Most agent architectures describe their memory as one undifferentiated working buffer plus an external store. RAISE (2401.02777) refines the working layer into four components — but the contribution that gets missed is not the four components, it is the two granularities underneath them.
The four components: system prompt (role identity, objectives, tool descriptions, few-shot anchors), context (conversation history plus task trajectory), scratchpad (background information, intermediate reasoning, observations from tool calls), examples (query-response pairs retrieved for the current task to supplement knowledge gaps).

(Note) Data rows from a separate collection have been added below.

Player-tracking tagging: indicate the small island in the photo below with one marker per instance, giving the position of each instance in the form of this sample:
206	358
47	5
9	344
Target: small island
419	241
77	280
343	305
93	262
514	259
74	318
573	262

The granularity split is the under-noticed structural claim. Conversation history and scratchpad are dialogue-level: they accumulate across the entire conversation and persist between turns. Examples and task trajectory are turn-level: they are recalled and replaced each turn based on the current query. The four components form a 2×2 design space: dialogue-vs-turn × continuous-accumulation-vs-retrieval-replacement.
The granularity distinction matters because it predicts which components introduce certain failure modes. Dialogue-level components grow monotonically and trigger context-length pressure; they need pruning policies. Turn-level components risk recall failure if the retrieval index is stale or the retrieval signal is weak; they need refresh policies. Treating all working memory as one buffer makes both problems invisible. RAISE makes them addressable as separate concerns.
The update protocol shows the granularity in action. On each turn: (1) append the user query to conversation history (dialogue-level append), (2) recall top-k relevant examples from a separate example pool via vector retrieval (turn-level replace), (3) update current entity information in the scratchpad if applicable (dialogue-level update), (4) update agent trajectory and tool results in task memory during execution (turn-level append-within-turn). Different components, different update rules, different lifecycles — all coordinated by the controller.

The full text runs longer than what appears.